Python urllib、urllib2使用

560 阅读2分钟
# -*- coding: UTF-8 -*-

# 导入urllib 库
import urllib

# 导入urllib2 库
import urllib2

keyword = raw_input('请输入搜索词>>>')

wd = {'wd':keyword}

#转换成url编码格式(字符串)
wd = urllib.urlencode(wd)

url = 'http://www.baidu.com/s?' + wd


# 向指定的url发送请求,并返回服务器响应的类文件对象
response = urllib2.urlopen(url)

# 类文件对象支持 文件对象的操作方法,如read()方法读取文件全部内容,返回字符串
html = response.read()

# 打印字符串
# print html

# 打开文件以便写入
f = open('./baidui.html','w')

#写入文件
print >> f , '%s'%html
#print("%s" %html , file = f) Python3写法


#关闭文件资源
f.close()

简单写一个小爬虫程序,来爬取百度LOL吧的所有网页。 先写一个main,提示用户输入要爬取的贴吧名,并用urllib.urlencode()进行转码,然后组合url,假设是lol吧,那么组合后的url就是:http://tieba.baidu.com/f?kw=lol

# -*- coding: UTF-8 -*-

import urllib

import urllib2

def loadPage(url,fname):

    print '正在下载。。。' + fname

    #headers = {
      #  'User-Agent': 'Mozilla/5.0 (Macintosh; Intel Mac OS X 10_12_6) AppleWebKit/537.36 (KHTML, like Gecko) Chrome/63.0.3239.84 Safari/537.36'}

    #request  =  urllib2.Request(url,headers= headers)

    response = urllib2.urlopen(url)

    html = response.read()

    return html


def saveFile(html,fname):

    print '正在保存。。。' + fname

    f = open('./' + fname, 'w')

    print >> f, html

    f.close()

if __name__ == '__main__':

    keyword = raw_input('请输入贴吧关键字>>>')

    beginPage = int(raw_input('请输入起始页:>>>'))
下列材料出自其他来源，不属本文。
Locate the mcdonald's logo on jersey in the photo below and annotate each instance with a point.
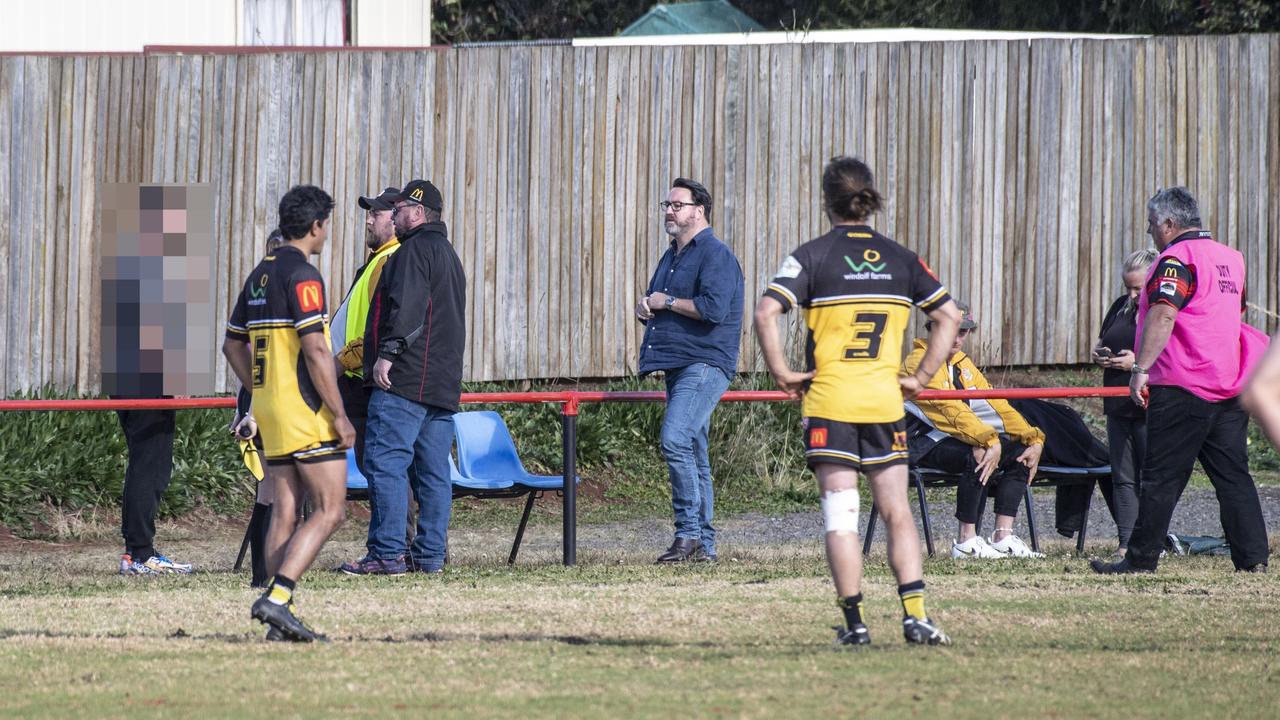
(310, 296)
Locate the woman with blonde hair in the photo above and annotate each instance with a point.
(1127, 422)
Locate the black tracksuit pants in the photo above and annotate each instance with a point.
(1180, 429)
(1008, 484)
(149, 436)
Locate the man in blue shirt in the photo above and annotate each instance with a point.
(693, 315)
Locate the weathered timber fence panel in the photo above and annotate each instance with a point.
(1016, 168)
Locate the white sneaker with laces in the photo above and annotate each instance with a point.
(1013, 546)
(974, 547)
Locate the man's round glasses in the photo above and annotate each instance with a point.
(675, 206)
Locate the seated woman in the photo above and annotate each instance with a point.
(988, 443)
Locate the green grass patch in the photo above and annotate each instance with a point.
(620, 637)
(65, 469)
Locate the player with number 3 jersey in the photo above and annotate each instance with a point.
(858, 288)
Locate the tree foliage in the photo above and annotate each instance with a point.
(462, 21)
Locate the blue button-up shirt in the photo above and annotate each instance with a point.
(705, 272)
    endPage = int(raw_input('请输入结束页:>>>'))

    kw = urllib.urlencode({'kw':keyword})

    url = 'http://tieba.baidu.com/f?' + kw

    for i in range(beginPage,endPage+1):

        fname = 'no' + str(i) + '.html'

        pn = urllib.urlencode({'pn':i})

        url = url + '&' +  pn

        html = loadPage(url,fname)

        saveFile(html,fname)
        
        
        

有道翻译

# -*- coding: UTF-8 -*-

#有道翻译

import urllib2

import urllib

import time

import random

import hashlib

# url = "http://fanyi.youdao.com/translate?smartresult=dict&smartresult=rule"
url = "http://fanyi.youdao.com/translate_o?smartresult=dict&smartresult=rule"
keyword = raw_input('请输入翻译内容>>>')

u = 'fanyideskweb'

d = keyword

f = str(int(time.time()*1000) + random.randint(1,10))

c = 'rY0D^0\'nM0}g5Mm1z%1G4'

salt = f

sign = hashlib.md5((u + d + f + c)).hexdigest()

print  salt , sign

formdata = {
   'i' : keyword,
   'from':'AUTO',
   'to':'AUTO',
   'smartresult':'dict',
    'client':'fanyideskweb',
    'salt':salt,
    'sign':sign,
    'doctype':'json',
    'version':2.1,
    'keyfrom':'fanyi.web',
    'action':'FY_BY_CLICKBUTTION'
}

headers = {
  'User-Agent':	'Mozilla/5.0 (Macintosh; Intel Mac OS X 10_12_6) AppleWebKit/537.36 (KHTML, like Gecko) Chrome/63.0.3239.84 Safari/537.36',
  'Accept-Language':'zh-CN,zh;q=0.9',
  'X-Requested-With':'XMLHttpRequest',
  'Accept':'application/json, text/javascript, */*; q=0.01',
   'Content-Type':'application/x-www-form-urlencoded; charset=UTF-8'

}

data = urllib.urlencode(formdata)

request = urllib2.Request(url,data=data,headers = headers)

response = urllib2.urlopen(request)

print response.read().decode('utf-8')
2.7